Naquela oportunidade, a Emenda Constitucional nº 8, de 14.04.77, que de Emenda Constitucional tinha apenas o nome, foi editada pelo General-Presidente Ernesto Geisel, com fundamento no § 1º do art. 2º do Ato Institucional nº 5, de 13.12.68, tendo em vista que, em 01.04.77, havia sido decretado o recesso do Congresso Nacional, pelo Ato Complementar nº 102, e que, assim, durante esse recesso, o Chefe do Executivo estaria autorizado a legislar sobre todas as matérias de competência do Congresso Nacional.

O processo de reforma estava previsto nos artigos 47 e 48 da Constituição Federal. Com a emenda nº 8/77, a apresentação da proposta de emenda, que antes poderia ser feita por um terço dos membros da Câmara ou por um terço dos membros do Senado, foi bastante dificultada, porque passou a ser exigida (§ 3º do art. 47) a assinatura de um terço dos membros da Câmara e um terço dos membros do Senado.

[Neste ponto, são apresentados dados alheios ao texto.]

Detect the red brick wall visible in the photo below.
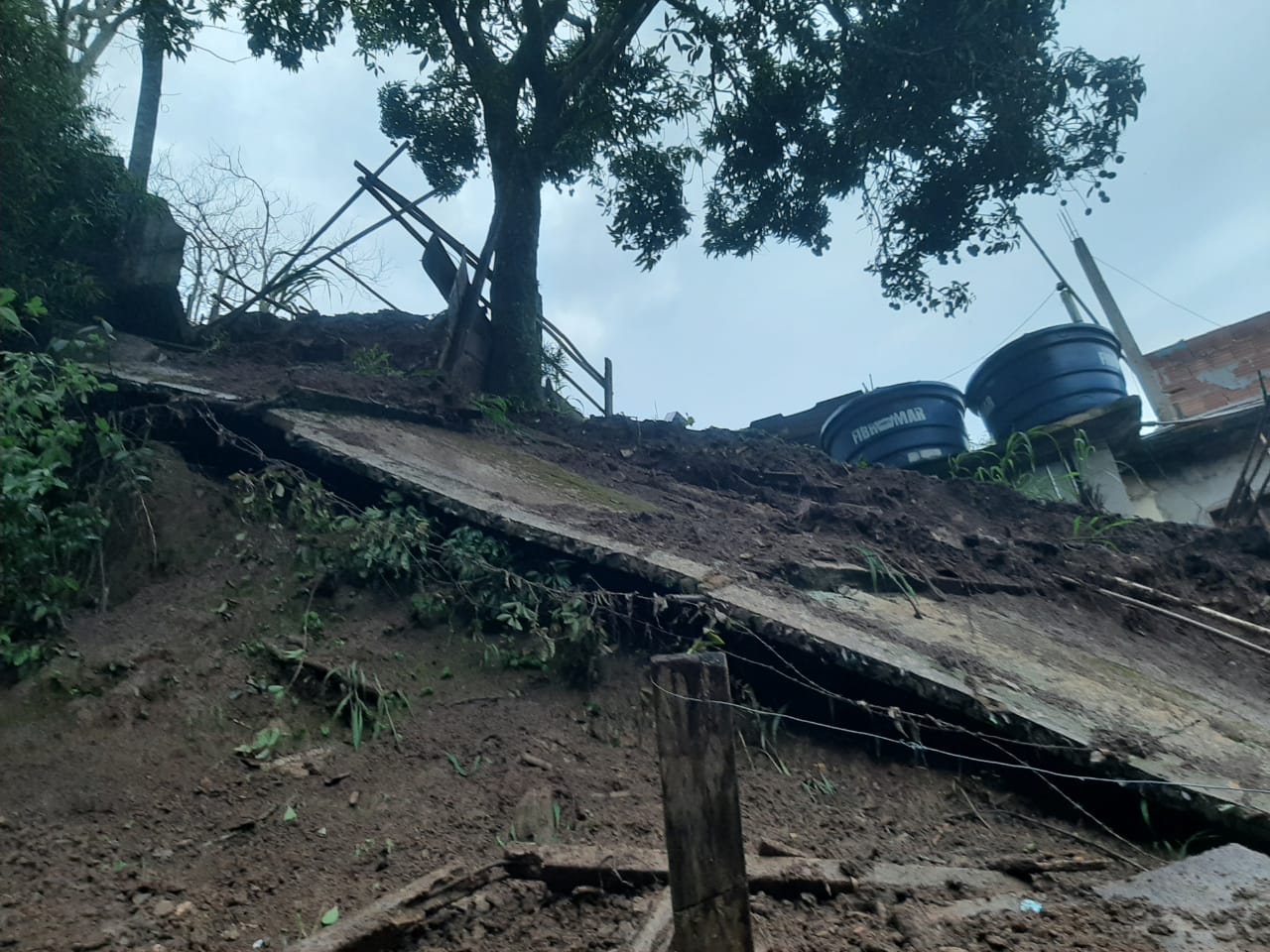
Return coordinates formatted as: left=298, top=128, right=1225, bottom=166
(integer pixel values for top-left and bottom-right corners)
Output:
left=1147, top=311, right=1270, bottom=416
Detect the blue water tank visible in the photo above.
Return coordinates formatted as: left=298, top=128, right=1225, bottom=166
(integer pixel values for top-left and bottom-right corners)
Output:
left=821, top=381, right=966, bottom=467
left=965, top=323, right=1128, bottom=441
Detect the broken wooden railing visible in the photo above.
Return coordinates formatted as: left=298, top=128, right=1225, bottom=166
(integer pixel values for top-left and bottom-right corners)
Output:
left=213, top=144, right=613, bottom=416
left=353, top=163, right=613, bottom=416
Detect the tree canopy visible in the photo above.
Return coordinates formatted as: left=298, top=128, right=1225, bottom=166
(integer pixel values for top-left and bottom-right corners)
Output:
left=0, top=0, right=136, bottom=316
left=218, top=0, right=1144, bottom=396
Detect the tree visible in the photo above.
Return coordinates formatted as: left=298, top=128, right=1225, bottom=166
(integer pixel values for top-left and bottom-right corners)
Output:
left=47, top=0, right=202, bottom=187
left=225, top=0, right=1144, bottom=401
left=0, top=0, right=137, bottom=317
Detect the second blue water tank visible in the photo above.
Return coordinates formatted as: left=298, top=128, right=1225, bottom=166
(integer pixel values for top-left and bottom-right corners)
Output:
left=965, top=323, right=1128, bottom=441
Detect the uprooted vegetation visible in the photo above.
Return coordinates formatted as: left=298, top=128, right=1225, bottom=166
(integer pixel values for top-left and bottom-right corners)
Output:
left=231, top=463, right=629, bottom=685
left=0, top=452, right=1218, bottom=952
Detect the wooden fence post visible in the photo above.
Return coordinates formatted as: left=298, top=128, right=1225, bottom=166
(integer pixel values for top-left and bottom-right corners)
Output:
left=653, top=652, right=754, bottom=952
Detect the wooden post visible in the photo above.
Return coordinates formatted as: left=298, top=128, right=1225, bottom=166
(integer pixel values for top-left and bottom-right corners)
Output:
left=653, top=652, right=754, bottom=952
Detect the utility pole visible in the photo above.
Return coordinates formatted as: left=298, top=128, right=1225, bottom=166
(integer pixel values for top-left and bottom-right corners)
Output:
left=1058, top=282, right=1084, bottom=323
left=1072, top=236, right=1178, bottom=420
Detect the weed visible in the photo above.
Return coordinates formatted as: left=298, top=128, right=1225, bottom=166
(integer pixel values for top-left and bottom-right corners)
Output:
left=445, top=750, right=480, bottom=778
left=353, top=344, right=405, bottom=377
left=234, top=727, right=282, bottom=761
left=949, top=427, right=1094, bottom=502
left=740, top=684, right=790, bottom=776
left=0, top=289, right=147, bottom=666
left=687, top=629, right=724, bottom=654
left=1071, top=516, right=1133, bottom=552
left=856, top=545, right=922, bottom=618
left=472, top=394, right=512, bottom=429
left=799, top=765, right=838, bottom=799
left=322, top=661, right=410, bottom=750
left=234, top=474, right=611, bottom=684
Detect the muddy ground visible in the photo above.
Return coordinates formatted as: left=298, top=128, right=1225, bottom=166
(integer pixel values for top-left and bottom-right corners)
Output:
left=144, top=320, right=1270, bottom=721
left=0, top=451, right=1208, bottom=952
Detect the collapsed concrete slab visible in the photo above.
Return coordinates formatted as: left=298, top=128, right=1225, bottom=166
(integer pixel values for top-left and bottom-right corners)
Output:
left=96, top=368, right=1270, bottom=843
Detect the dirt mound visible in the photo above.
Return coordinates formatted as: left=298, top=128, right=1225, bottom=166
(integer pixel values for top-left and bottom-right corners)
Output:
left=510, top=418, right=1270, bottom=622
left=0, top=451, right=1178, bottom=952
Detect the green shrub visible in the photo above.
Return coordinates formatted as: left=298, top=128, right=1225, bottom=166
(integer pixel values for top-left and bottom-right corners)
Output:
left=0, top=289, right=144, bottom=665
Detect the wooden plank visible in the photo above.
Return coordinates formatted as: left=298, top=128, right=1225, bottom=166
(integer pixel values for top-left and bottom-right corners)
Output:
left=295, top=863, right=504, bottom=952
left=626, top=890, right=675, bottom=952
left=503, top=843, right=860, bottom=897
left=653, top=652, right=754, bottom=952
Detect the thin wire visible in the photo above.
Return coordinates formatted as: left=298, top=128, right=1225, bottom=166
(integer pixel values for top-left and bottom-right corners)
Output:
left=650, top=679, right=1270, bottom=812
left=1093, top=255, right=1225, bottom=327
left=940, top=289, right=1058, bottom=384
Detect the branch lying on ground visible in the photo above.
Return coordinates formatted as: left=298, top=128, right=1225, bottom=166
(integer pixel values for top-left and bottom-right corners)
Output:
left=295, top=863, right=505, bottom=952
left=504, top=843, right=860, bottom=896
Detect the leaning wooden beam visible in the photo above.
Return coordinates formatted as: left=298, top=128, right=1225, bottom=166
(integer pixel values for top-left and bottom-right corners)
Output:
left=1054, top=575, right=1270, bottom=657
left=504, top=843, right=858, bottom=896
left=1089, top=575, right=1270, bottom=638
left=653, top=652, right=754, bottom=952
left=294, top=863, right=505, bottom=952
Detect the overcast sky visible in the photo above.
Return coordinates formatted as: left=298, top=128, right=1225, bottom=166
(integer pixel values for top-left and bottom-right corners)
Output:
left=98, top=0, right=1270, bottom=426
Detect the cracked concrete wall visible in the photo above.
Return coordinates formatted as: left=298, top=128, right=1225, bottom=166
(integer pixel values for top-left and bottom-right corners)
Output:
left=1147, top=311, right=1270, bottom=416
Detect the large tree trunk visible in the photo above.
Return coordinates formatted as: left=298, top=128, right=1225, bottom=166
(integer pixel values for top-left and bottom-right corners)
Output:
left=485, top=154, right=544, bottom=409
left=128, top=4, right=164, bottom=187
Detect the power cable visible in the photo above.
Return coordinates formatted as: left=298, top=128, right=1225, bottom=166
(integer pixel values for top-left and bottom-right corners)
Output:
left=650, top=679, right=1270, bottom=796
left=1093, top=255, right=1225, bottom=327
left=940, top=289, right=1058, bottom=384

Além disso, para a aprovação da proposta, que antes era feita por "dois terços dos votos dos membros de suas Casas" (art. 48), passou a ser exigida "a maioria absoluta dos votos do total de membros do Congresso Nacional", ou seja, mais da metade do número total de deputados e senadores.

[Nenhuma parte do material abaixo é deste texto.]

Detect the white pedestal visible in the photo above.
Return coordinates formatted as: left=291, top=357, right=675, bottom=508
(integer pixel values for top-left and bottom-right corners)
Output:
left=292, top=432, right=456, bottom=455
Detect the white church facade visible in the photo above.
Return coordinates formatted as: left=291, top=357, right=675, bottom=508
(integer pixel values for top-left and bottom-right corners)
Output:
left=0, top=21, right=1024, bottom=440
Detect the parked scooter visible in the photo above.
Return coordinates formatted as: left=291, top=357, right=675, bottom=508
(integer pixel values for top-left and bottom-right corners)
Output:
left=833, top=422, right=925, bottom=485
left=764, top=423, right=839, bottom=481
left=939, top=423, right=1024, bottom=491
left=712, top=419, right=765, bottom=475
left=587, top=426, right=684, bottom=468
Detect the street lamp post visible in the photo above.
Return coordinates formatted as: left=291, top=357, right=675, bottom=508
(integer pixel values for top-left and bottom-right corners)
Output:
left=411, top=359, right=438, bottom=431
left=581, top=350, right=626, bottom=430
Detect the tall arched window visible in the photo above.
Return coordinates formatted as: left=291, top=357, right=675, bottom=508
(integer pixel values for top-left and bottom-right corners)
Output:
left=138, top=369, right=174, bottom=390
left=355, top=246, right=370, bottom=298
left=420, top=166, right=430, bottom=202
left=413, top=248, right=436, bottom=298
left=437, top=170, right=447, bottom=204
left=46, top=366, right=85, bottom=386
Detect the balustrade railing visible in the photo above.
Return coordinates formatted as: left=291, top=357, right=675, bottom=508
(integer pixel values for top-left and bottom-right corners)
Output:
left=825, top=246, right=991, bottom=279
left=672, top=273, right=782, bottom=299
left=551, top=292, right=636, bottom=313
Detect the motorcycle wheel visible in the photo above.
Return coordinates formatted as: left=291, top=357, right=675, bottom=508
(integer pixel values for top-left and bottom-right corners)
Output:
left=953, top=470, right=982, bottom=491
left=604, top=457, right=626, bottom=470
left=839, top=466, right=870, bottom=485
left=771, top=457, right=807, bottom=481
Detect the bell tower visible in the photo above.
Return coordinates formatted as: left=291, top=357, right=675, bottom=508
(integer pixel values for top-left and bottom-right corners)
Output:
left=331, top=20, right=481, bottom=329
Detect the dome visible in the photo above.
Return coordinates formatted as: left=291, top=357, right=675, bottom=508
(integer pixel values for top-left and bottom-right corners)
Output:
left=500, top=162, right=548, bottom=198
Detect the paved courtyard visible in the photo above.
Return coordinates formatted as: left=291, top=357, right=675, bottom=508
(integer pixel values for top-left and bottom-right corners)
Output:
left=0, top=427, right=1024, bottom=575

Mas agora, que a chamada "Legislação Revolucionária" foi substituída pela "Constituição Cidadã", a imprensa está noticiando que o Vice-Presidente da República, Marco Maciel, o líder do PDT na Câmara, Miro Teixeira e os líderes do PSDB, Aécio Neves, e do PFL, Inocêncio Oliveira, são favoráveis à aprovação de uma emenda constitucional, para que seja alterado o processo de reforma previsto no art. 60 da Constituição Federal, permitindo que a reforma tributária seja aprovada por maioria absoluta, tendo em vista que não foi possível conseguir a sua aprovação de acordo com as regras vigentes, que exigem três quintos dos votos dos deputados e três quintos dos votos dos senadores (Constituição Federal de 1.988, § 2º do art. 60).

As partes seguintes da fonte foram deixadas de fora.